Cos'è questa storia degli anziani lasciati fuori dalle terapie intensive in Svizzera

Ci si augura di non dover arrivare a prendere decisioni difficili. Le linee guida non sono cambiate di recente, sono quelle approvate a marzo e finora non sono state mai applicate, però tornano d'attualità oggi che il Paese si trova di fronte a un forte incremento dei casi

Aumentano i contagi e in Svizzera è un caso il protocollo medico per affrontare un eventuale sovraffollamento delle terapie intensive.
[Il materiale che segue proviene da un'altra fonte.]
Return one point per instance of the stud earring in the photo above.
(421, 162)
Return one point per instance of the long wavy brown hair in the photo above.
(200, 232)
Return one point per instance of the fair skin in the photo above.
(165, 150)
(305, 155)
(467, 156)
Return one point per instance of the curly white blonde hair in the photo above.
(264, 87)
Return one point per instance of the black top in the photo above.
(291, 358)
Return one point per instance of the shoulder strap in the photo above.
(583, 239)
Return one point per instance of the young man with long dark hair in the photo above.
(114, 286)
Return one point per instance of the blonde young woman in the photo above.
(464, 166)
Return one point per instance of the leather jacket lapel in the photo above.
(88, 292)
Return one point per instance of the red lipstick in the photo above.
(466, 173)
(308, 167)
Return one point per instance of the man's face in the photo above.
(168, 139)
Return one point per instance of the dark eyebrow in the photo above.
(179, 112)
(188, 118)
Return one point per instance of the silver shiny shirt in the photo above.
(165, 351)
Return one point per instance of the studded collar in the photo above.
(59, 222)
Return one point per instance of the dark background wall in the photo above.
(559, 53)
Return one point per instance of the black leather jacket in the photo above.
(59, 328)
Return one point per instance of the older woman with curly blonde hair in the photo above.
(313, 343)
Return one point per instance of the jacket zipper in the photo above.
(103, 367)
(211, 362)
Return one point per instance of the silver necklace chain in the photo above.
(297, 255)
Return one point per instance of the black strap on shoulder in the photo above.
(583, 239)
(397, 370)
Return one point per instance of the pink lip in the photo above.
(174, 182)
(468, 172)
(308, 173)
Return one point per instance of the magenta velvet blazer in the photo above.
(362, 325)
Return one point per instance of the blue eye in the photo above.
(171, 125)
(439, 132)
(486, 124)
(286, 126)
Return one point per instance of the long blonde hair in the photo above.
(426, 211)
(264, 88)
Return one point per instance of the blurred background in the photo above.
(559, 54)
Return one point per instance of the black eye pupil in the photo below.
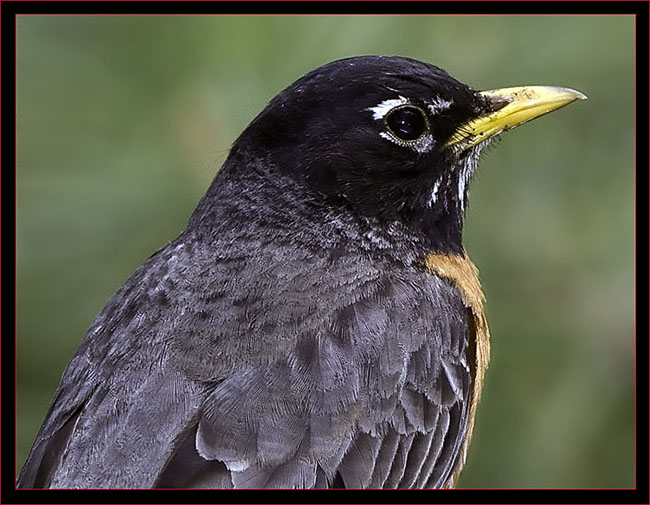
(407, 123)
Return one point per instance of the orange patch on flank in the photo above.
(464, 274)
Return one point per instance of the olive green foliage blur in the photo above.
(124, 120)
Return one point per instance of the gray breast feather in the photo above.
(277, 380)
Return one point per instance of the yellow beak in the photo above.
(510, 108)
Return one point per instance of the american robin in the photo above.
(318, 323)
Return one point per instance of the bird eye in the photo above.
(406, 123)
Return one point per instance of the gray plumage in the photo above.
(280, 341)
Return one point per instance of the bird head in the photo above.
(391, 138)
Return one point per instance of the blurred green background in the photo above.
(124, 120)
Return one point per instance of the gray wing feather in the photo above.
(246, 388)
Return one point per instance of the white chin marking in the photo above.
(380, 110)
(465, 173)
(434, 194)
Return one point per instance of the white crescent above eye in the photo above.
(379, 111)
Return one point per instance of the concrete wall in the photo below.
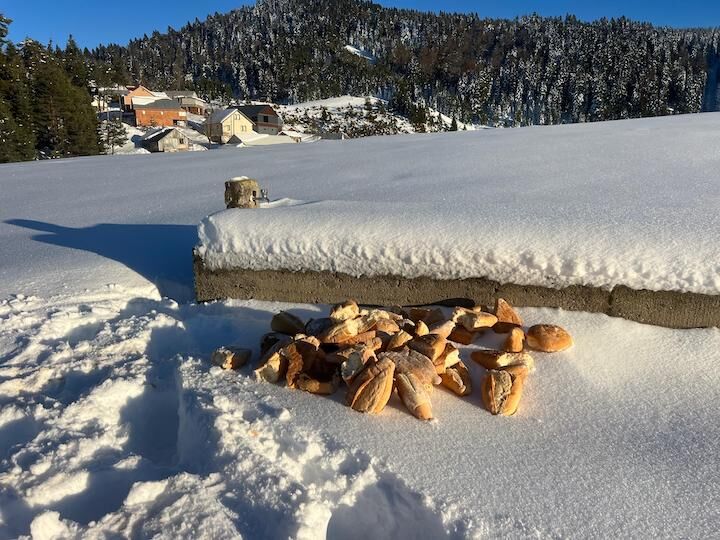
(670, 309)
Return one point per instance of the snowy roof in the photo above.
(251, 111)
(221, 115)
(164, 104)
(629, 203)
(181, 93)
(157, 134)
Le linee guida non sono cambiate di recente, sono quelle approvate a marzo e finora non sono state mai applicate, però tornano d'attualità oggi che il Paese si trova di fronte a un forte incremento dei casi di Covid-19.
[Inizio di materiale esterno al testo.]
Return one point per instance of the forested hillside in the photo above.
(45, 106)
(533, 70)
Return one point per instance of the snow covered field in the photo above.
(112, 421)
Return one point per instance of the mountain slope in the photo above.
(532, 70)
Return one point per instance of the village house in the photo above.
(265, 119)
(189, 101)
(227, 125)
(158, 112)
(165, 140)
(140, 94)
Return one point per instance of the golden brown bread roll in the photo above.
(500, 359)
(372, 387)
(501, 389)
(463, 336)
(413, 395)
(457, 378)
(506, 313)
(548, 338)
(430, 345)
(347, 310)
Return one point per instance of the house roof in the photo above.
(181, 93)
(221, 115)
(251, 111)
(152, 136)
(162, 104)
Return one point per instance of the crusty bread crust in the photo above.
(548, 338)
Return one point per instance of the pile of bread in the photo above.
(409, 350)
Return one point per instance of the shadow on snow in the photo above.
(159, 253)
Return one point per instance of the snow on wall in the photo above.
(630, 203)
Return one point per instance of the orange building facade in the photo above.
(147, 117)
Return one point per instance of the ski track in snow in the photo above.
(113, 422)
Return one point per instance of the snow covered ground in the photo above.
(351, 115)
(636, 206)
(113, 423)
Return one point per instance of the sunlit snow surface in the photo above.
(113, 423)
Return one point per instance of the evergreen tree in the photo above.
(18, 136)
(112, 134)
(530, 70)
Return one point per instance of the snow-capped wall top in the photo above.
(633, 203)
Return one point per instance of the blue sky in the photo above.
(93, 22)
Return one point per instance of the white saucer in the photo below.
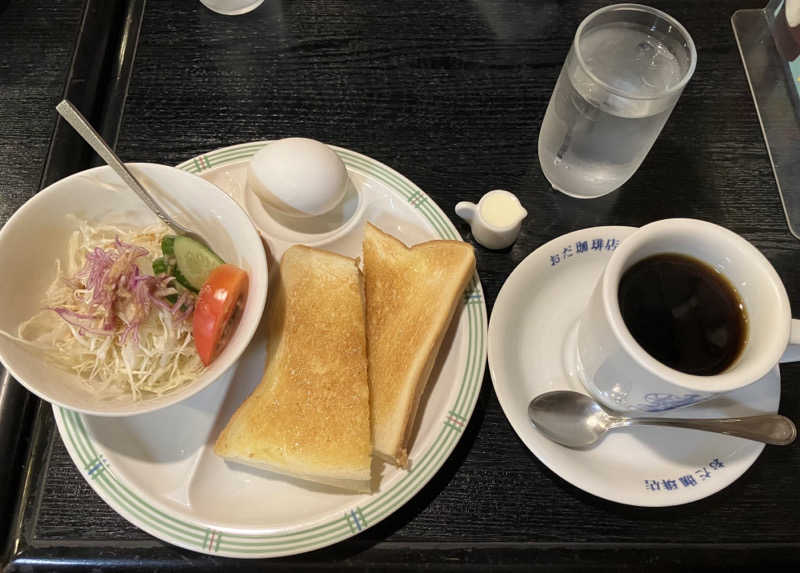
(529, 330)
Svizzera: anziani potrebbero restare fuori da terapia intensiva

Perché se ne discute? Le norme prevedono che in caso di scarsità di posti il medico può decidere di non accogliere "persone che hanno un'età superiore agli 85 anni" e over 75 che presentino una delle seguenti patologie: "cirrosi epatica, insufficienza renale cronica, insufficienza cardiaca di classe Nyja superiore a 1 e sopravvivenza stimata a meno di 24 mesi". Il protocollo di otto pagine intitolato "Pandemia Covid-19: triage dei trattamenti di medicina intensiva in caso di scarsità di risorse".

"A causa della rapidità di diffusione del SarsCov2 si è venuta a creare una situazione straordinaria che determinerà un massiccio afflusso di pazienti negli ospedali per malattie acute, se le risorse a disposizione non sono sufficienti occorre prendere decisioni di razionamento".

Il documento delle linee guida dell'Accademia Svizzera delle scienze mediche (Assm) e della Societa' Svizzera di medicina intensiva (Ssmi) riguarda nello specifico proprio le decisioni riguardanti il triage dei pazienti in terapia intensiva. Finché sono disponibili risorse e posti sufficienti, tutti i pazienti che necessitano di cure intensive vengono ricoverati, ovviamente

Ma in una situazione di emergenza con un gran numero di pazienti gravemente malati, è necessario prendere decisioni, afferma l'Assm. Il protocollo prevede due livelli di emergenza: ci si augura di non dover arrivare a dover prendere decisioni così difficli

È emergenza coronavirus anche in Svizzera: il Paese elvetico, secondo l’ufficio federale, nelle ultime due settimane ha registrato 42.290 nuovi casi, con un tasso di 494,9 casi per 100mila abitanti.